Antitrust Violations

Where and when: New Jersey, 1986

The dirt: In 1986, Trump decided he wanted to expand his casino empire in Atlantic City. His plan was to mount a hostile takeover of two casino companies, Holiday and Bally. Trump started buying up stock in the companies with an eye toward gaining control. But Bally realized what was going on and sued him for antitrust violations. “Trump hopes to wrest control of Bally from its public shareholders without paying them the control premium they otherwise could command had they been adequately informed of Trump’s intentions,” the company argued.

The upshot: Trump gave up the attempt in 1987, but the Federal Trade Commission fined him $750,000 for failing to disclose his purchases of stock in the two companies, which exceeded minimum disclosure levels.


Condo Hotel Shenanigans

Where and when: New York, Florida, Mexico, mid-2000s

The dirt: Trump was heavily involved in condo hotels, a pre-real-estate crash fixation in which people would buy units that they’d only use for a portion of the year. The rest of the time, the units would be rented out as hotel rooms, with the developer and the owner sharing the profit. For a variety of reasons, condo hotels turned out to be a terrible idea. The result has been a slew of lawsuits by condo buyers who claim they were bilked. Central to many of these is the question of what Trump’s role in the projects was. In recent years, Trump has often essentially sold his name rights to developers—he gets a payoff, and they get the aura of luxury his name imparts. But in some of the condo-hotel suits, buyers complain that they bought the properties as investments because of his imprimatur, only to realize he was barely involved. (Similar complaints have been made about his involvement in a multilevel marketing scheme.)

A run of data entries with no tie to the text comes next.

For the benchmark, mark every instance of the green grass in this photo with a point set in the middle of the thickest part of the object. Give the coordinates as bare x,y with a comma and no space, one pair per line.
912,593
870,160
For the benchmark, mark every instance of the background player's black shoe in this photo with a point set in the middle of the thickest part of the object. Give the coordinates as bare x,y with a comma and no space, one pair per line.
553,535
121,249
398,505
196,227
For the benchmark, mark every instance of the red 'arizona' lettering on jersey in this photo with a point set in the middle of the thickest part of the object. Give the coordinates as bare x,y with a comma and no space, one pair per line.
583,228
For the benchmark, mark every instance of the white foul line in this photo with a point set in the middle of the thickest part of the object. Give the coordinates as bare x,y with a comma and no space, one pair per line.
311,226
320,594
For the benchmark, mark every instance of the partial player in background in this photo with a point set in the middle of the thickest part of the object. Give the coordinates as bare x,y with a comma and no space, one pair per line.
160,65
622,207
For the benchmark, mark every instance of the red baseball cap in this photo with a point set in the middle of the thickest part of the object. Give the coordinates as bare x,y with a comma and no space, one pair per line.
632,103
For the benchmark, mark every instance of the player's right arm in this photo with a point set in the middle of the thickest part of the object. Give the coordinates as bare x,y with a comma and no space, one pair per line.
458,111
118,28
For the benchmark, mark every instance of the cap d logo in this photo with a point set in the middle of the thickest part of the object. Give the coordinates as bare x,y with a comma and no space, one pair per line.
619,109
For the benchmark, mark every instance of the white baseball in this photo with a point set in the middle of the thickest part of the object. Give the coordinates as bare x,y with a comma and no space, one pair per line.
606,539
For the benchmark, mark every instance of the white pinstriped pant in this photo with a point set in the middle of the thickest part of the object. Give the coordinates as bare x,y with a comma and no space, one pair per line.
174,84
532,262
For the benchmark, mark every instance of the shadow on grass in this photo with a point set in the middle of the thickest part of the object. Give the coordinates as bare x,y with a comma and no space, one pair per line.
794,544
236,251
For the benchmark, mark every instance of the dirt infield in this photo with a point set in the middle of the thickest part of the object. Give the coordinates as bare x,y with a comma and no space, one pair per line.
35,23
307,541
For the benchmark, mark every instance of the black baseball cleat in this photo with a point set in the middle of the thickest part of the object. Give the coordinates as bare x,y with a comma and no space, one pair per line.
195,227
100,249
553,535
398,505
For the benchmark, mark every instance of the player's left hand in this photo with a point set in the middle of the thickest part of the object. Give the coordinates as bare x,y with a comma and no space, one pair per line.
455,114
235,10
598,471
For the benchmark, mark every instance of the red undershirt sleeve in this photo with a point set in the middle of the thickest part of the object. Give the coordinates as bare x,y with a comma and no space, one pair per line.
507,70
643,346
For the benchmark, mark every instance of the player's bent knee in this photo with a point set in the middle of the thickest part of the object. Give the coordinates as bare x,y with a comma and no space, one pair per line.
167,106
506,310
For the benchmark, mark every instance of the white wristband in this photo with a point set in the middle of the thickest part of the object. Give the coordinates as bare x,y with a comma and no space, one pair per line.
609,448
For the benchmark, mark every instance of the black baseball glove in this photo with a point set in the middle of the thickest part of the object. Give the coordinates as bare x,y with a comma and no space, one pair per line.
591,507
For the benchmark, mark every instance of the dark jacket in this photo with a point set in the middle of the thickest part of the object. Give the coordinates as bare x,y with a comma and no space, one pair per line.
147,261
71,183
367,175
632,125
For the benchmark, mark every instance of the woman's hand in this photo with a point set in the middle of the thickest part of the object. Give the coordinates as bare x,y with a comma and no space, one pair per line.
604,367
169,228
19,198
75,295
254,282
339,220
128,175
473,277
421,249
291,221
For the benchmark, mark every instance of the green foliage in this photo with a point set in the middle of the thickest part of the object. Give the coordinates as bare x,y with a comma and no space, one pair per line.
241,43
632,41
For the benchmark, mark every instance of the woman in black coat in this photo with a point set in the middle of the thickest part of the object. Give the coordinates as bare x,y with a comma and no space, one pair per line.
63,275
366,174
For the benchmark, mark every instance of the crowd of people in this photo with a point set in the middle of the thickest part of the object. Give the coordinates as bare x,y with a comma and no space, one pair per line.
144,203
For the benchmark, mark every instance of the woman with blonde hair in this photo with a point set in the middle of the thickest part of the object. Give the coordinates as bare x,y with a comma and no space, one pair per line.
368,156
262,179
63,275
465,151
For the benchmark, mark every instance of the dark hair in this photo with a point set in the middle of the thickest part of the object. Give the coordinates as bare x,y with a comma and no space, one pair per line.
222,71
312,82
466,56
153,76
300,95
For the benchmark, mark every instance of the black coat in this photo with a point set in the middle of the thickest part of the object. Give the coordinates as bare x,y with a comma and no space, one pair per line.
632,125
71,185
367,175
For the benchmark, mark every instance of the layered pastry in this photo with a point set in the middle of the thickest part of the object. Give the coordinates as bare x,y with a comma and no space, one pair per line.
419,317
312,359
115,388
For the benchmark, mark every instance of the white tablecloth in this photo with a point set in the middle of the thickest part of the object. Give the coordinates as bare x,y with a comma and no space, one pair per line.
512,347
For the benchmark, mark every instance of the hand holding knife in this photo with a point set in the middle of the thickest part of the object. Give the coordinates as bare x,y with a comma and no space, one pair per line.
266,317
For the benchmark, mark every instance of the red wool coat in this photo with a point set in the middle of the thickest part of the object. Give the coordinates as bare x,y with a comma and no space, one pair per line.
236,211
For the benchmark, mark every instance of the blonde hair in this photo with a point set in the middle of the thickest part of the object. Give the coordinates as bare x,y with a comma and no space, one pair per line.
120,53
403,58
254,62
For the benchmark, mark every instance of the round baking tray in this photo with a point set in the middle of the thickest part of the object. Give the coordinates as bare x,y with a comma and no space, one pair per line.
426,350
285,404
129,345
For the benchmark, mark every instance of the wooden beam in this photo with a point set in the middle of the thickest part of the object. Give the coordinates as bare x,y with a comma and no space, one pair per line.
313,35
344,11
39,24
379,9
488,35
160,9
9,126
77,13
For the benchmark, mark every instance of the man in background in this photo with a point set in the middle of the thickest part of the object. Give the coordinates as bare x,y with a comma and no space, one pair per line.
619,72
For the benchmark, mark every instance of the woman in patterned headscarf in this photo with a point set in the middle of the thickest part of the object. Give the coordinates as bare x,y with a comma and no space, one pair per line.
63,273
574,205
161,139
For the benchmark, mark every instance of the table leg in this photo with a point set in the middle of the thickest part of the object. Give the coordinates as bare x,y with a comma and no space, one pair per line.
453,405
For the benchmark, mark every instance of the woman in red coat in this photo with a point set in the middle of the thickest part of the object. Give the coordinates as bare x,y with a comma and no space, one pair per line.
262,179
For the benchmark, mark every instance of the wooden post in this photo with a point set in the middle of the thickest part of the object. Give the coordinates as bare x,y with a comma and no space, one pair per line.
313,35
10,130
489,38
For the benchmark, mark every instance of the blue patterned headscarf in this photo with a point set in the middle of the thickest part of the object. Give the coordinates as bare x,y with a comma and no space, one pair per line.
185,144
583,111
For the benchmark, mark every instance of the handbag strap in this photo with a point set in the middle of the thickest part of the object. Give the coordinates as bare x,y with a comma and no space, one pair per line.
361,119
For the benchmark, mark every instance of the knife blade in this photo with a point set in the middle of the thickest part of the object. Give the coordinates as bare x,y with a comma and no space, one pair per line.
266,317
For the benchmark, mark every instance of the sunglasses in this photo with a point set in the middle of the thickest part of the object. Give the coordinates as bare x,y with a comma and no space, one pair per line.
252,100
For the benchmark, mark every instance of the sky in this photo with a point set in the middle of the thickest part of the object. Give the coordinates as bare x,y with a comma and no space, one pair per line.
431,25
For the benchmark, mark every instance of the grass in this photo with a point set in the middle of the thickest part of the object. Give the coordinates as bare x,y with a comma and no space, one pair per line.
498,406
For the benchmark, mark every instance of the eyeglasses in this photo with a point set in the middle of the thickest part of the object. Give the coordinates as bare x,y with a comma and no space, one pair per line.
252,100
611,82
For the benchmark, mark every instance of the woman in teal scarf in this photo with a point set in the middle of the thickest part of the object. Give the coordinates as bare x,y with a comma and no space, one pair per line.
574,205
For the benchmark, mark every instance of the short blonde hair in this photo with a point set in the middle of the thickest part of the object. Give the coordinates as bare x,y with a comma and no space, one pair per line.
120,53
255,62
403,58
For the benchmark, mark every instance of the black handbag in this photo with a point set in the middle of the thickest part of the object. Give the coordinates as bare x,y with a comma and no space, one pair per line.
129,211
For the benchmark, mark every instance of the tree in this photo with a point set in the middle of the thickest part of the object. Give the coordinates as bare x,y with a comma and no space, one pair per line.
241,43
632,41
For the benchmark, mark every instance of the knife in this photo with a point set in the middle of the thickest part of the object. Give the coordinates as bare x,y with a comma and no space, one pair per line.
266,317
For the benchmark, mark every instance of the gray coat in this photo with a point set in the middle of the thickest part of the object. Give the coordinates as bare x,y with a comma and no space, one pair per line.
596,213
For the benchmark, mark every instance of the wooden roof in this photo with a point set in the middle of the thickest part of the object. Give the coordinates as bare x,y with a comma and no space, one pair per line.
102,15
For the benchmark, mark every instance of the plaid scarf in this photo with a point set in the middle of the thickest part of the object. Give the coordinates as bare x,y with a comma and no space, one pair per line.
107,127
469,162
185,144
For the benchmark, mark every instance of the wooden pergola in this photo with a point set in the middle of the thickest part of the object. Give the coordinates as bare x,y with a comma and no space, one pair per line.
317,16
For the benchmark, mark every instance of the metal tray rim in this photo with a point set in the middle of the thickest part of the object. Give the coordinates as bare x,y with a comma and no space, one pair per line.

The upshot: In the case of Trump SoHo, in Manhattan, Trump’s partners turned out to have a lengthy criminal past. Trump said he didn’t know that, but—atypically—settled a lawsuit with buyers (while, typically, not admitting any wrongdoing). Another, Trump International Hotel & Tower Fort Lauderdale, went into foreclosure, and Trump has sued the complex’s developer. In 2013, he settled a suit with prospective buyers who lost millions when a development in Baja Mexico went under. Trump blamed the developers again, saying he had only licensed his name.

Read more: Los Angeles Times, The New York Times, ibid., The Wall Street Journal


Corey Lewandowski

Where and when: Jupiter, Florida, 2016

The dirt: Trump picked Corey Lewandowski to manage his campaign, despite a relatively short resume. For a long time, that seemed to work well for both—Trump soared to the lead in GOP polls. But Lewandowski hit a rough patch in early March. As Breitbart reporter Michelle Fields tried to ask Trump a question after a press conference, Lewandowski reached out and wrenched her out of the way. Lewandowski and Trump insisted the incident had never happened and that Fields was “delusional,” even though witnesses attested to having seen it.

The upshot: Surveillance footage acquired by Jupiter Police from Trump National, site of the press conference, clearly showed what had happened. Lewandowski has been charged with battery. Trump has said he may have been the one in danger, since Fields’s pen could have been a bomb.


Suing Journalist Tim O’Brien for Libel

Where and when: New York City, 2006-2009

The dirt: In 2005, then-New York Times reporter Tim O’Brien published the book TrumpNation, in which he reported that Trump was actually only worth $150-250 million, not the billions he claimed. Trump, incensed, sued O’Brien for $5 billion. (That’s one way to become a billionaire.)

The upshot: Trump’s suit against O’Brien was tossed. More recently, O’Brien has mocked Trump’s current claims about his net worth. Trump, meanwhile, has said on the campaign trail—and, mindblowingly, in an interview with the Washington Post editorial board—that he wants to make it easier to sue for libel.